Neste sábado (27), a Polícia Federal deu cumprimento a dez mandados de prisão domiciliar direcionados a indivíduos que foram condenados pela Primeira Turma do Supremo Tribunal Federal (STF) por sua participação na tentativa de golpe de Estado que ocorreu após as eleições de 2022. As ordens judiciais foram emitidas pelo ministro Alexandre de Moraes, um dia após a captura do ex-diretor-geral da Polícia Rodoviária Federal (PRF), Silvinei Vasques, que foi preso no Paraguai enquanto tentava fugir para El Salvador com documentos falsificados.

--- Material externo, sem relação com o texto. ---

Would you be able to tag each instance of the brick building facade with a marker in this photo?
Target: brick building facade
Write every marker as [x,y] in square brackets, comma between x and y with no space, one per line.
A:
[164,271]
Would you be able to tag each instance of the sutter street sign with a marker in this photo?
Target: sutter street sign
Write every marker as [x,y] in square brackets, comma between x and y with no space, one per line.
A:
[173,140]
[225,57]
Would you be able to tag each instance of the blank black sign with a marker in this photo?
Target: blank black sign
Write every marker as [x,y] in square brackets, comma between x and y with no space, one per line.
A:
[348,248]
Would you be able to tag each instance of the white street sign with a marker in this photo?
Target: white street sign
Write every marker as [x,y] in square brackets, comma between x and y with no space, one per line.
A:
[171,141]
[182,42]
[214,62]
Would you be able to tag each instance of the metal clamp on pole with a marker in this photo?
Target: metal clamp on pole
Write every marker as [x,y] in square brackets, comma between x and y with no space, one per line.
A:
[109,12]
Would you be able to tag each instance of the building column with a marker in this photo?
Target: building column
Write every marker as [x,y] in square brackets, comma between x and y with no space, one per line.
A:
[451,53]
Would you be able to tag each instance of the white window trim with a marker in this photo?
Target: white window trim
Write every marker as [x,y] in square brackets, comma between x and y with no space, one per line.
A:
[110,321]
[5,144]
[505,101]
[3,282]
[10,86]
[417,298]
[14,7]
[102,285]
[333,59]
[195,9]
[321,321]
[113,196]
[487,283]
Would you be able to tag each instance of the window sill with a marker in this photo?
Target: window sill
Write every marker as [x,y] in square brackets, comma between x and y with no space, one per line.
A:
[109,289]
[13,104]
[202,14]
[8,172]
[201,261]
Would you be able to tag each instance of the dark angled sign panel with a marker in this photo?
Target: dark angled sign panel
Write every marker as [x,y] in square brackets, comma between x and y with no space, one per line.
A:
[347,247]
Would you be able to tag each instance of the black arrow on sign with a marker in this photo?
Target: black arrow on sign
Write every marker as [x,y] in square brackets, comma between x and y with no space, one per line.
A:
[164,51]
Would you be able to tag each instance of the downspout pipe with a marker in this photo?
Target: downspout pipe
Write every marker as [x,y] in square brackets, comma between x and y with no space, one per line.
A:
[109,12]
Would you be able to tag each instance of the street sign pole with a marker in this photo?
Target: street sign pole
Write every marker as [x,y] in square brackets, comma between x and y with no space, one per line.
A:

Dentre os alvos das operações estão Filipe Martins, ex-assessor especial do ex-presidente Jair Bolsonaro; Ângelo Denicoli, major da reserva do Exército; Bernardo Romão Corrêa Netto e Fabrício Moreira de Bastos, ambos coronéis do Exército; Giancarlo Rodrigues, subtenente; além de Guilherme Marques Almeida e Sérgio Ricardo Cavaliere de Medeiros, tenentes-coronéis, e Marília Alencar, ex-diretora de Inteligência do Ministério da Justiça.
Os condenados deverão cumprir suas penas em prisão domiciliar, utilizando tornozeleira eletrônica, e estarão sujeitos a restrições adicionais, como a proibição de acessar redes sociais, contatar outros investigados e receber visitas. Também foi determinada a entrega de passaportes e a suspensão dos registros de porte de arma.
Conforme a Polícia Federal, os mandados estão sendo cumpridos em diversos estados, incluindo Rio de Janeiro, São Paulo, Espírito Santo, Paraná, Goiás, Bahia, Tocantins e no Distrito Federal, com parte das ações contando com o suporte do Exército Brasileiro. Os indivíduos alvos dessa fase da investigação fazem parte dos núcleos 2, 3 e 4 da apuração sobre a trama golpista, todos já condenados pela Primeira Turma do STF. Segundo a Procuradoria-Geral da República (PGR), membros do núcleo 2 utilizaram forças policiais para tentar assegurar a permanência de Jair Bolsonaro no cargo, além de coordenar ações de monitoramento de autoridades e interagir com líderes envolvidos nos eventos de 8 de Janeiro.
A PGR também indicou que integrantes desse núcleo participaram da elaboração da chamada “minuta do golpe”, um documento que delineava estratégias para uma ruptura institucional. Entre os condenados do núcleo 2 que receberam medidas neste sábado estão Filipe Martins, sentenciado a 21 anos de prisão, e Marília Alencar, que foi condenada a oito anos e seis meses de detenção.